Brainstem neuromelanin and iron MRI reveals a precise signature for idiopathic and LRRK2 Parkinson's disease

Abstract

Neuromelanin (NM) loss in substantia nigra pars compacta (SNc) and locus coeruleus (LC) reflects neuronal death in Parkinson's disease (PD). Since genetically-determined PD shows varied clinical expressivity, we wanted to accurately quantify and locate brainstem NM and iron, to discover whether specific MRI patterns are linked to Leucine-rich repeat kinase 2 G2019S PD (LRRK2-PD) or idiopathic Parkinson's disease (iPD). A 3D automated MRI atlas-based segmentation pipeline (3D-ABSP) for NM/iron-sensitive MRI images topographically characterized the SNc, LC, and red nucleus (RN) neuronal loss and calculated NM/iron contrast ratio (CR) and normalized volume (nVol). Left-side NM nVol was larger in all groups. PD had lower NM CR and nVol in ventral-caudal SNc, whereas iron increased in lateral, medial-rostral, and caudal SNc. The SNc NM CR reduction was associated with psychiatric symptoms. LC CR and nVol discriminated better among subgroups: LRRK2-PD had similar LC NM CR and nVol as that of controls, and larger LC NM nVol and RN iron CR than iPD. PD showed higher iron SNc nVol than controls, especially among LRRK2-PD. ROC analyses showed an AUC > 0.92 for most pairwise subgroup comparisons, with SNc NM being the best discriminator between HC and PD. NM measures maintained their discriminator power considering the subgroup of PD patients with less than 5 years of disease duration. The SNc iron CR and nVol increase was associated with longer disease duration in PD patients. The 3D-ABSP sensitively identified NM and iron MRI patterns strongly correlated with phenotypic PD features.

Fig. 1. Preprocessing, segmentation and quantification of MRI NM and Iron images.

3D automated atlas-based segmentation pipeline (3D-ABSP) workflow diagram for NM and iron quantification in the brainstem.

Fig. 2. Box and violin plots of the quantitative brainstem MRI measures.

Data is represented with a box plot (box edges: first 25th percentile quartile to third 75th percentile quartile; red line: median; black line: mean; whisker length: 1.5 times the interquartile range; red crosses: outlier data), a violin plot showing the histogram distribution, and individual scatter points of each subject’s quantitative measures. a SNc NM CR, b SNc NM nVol, c LC NM CR, d LC NM nVol, e SNc iron CR, f SNc iron nVol, g RN iron CR, and h RN iron nVol. Red lines represent the median and black lines represent the mean, whereas gray horizontal lines indicate statistically significant differences between groups (*p < 0.05, **p < 0.001, corrected for multiple testing).

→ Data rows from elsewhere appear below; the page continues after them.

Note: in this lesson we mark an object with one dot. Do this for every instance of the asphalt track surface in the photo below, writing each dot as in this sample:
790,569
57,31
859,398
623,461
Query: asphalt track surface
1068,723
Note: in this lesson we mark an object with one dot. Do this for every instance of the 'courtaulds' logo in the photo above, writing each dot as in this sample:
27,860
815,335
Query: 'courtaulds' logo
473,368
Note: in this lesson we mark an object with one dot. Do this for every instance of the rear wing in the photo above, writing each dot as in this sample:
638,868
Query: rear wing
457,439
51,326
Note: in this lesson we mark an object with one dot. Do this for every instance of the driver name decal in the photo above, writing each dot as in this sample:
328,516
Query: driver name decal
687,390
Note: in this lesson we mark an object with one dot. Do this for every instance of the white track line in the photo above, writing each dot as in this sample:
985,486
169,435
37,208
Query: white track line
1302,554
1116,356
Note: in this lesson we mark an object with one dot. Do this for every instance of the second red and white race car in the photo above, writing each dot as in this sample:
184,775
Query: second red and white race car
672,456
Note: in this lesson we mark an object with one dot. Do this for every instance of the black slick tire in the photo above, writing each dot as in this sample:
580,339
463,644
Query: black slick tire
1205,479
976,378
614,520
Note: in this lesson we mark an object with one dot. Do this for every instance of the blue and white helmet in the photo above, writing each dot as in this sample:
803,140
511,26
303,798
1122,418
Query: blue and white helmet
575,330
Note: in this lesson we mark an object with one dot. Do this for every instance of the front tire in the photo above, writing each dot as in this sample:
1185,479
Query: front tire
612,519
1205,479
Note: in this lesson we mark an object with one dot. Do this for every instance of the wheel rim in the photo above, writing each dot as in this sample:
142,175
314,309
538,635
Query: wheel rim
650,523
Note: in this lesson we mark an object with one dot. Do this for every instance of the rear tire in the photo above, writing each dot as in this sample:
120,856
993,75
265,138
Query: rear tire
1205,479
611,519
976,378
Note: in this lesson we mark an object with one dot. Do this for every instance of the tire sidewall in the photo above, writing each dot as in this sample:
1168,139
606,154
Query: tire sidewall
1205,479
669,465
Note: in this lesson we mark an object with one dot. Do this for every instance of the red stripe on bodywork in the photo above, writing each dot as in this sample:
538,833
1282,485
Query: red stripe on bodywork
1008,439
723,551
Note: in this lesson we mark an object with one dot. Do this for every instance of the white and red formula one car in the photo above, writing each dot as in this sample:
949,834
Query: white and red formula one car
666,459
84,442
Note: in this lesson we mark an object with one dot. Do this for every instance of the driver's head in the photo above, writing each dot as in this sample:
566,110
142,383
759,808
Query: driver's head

Fig. 3. Topographical distribution of NM and iron nVol in the SNc.

Distribution of a NM nVol; and b iron nVol in the SNc according to PD subtypes, anatomical quadrants, and slices, from caudal (Q1) to dorsal (Q4).

Fig. 4. SNc NM and iron probabilistic maps.

a 2D axial slices of probabilistic maps of NM and iron obtained from healthy subjects and PD patients. b 3D renders of HC and PD for NM in SNc (left), iron in SNc (middle), and iron burden in SN (right). c Colorbar for normalized voxel NM/iron content. Average brainstem mask is shown in gray. The probabilistic map shows the voxels for which most subjects contain NM/iron (warm colors) and the voxels for which few subjects contain NM/iron (cold colors). To improve visual quality, all maps were spatially upsampled by a factor of four using bicubic interpolation.

Fig. 5. Probabilistic maps of the LC NM content in HC, iPD, and LRRK2-PD groups.

a 2D-slice axial visualization of the probabilistic maps, b 3D volumetric renders, and c Colorbar for the normalized NM content per voxel. Average brainstem mask is shown in gray. The probabilistic map shows the voxels for which most subjects contain NM (warm colors) and the voxels for which few subjects contain NM (cold colors). To improve visual quality, all maps were spatially upsampled by a factor of four using bicubic interpolation.

Fig. 6. ROC analyses for 3D-ASBP quantitative image variables’ diagnostic performance.

a Pairwise comparison for the differentiation of HC, iPD, and LRRK2-PD groups. b HC vs. PD group differentiation using individual quantitative parameters (left) or combined parameters through logistic regression models.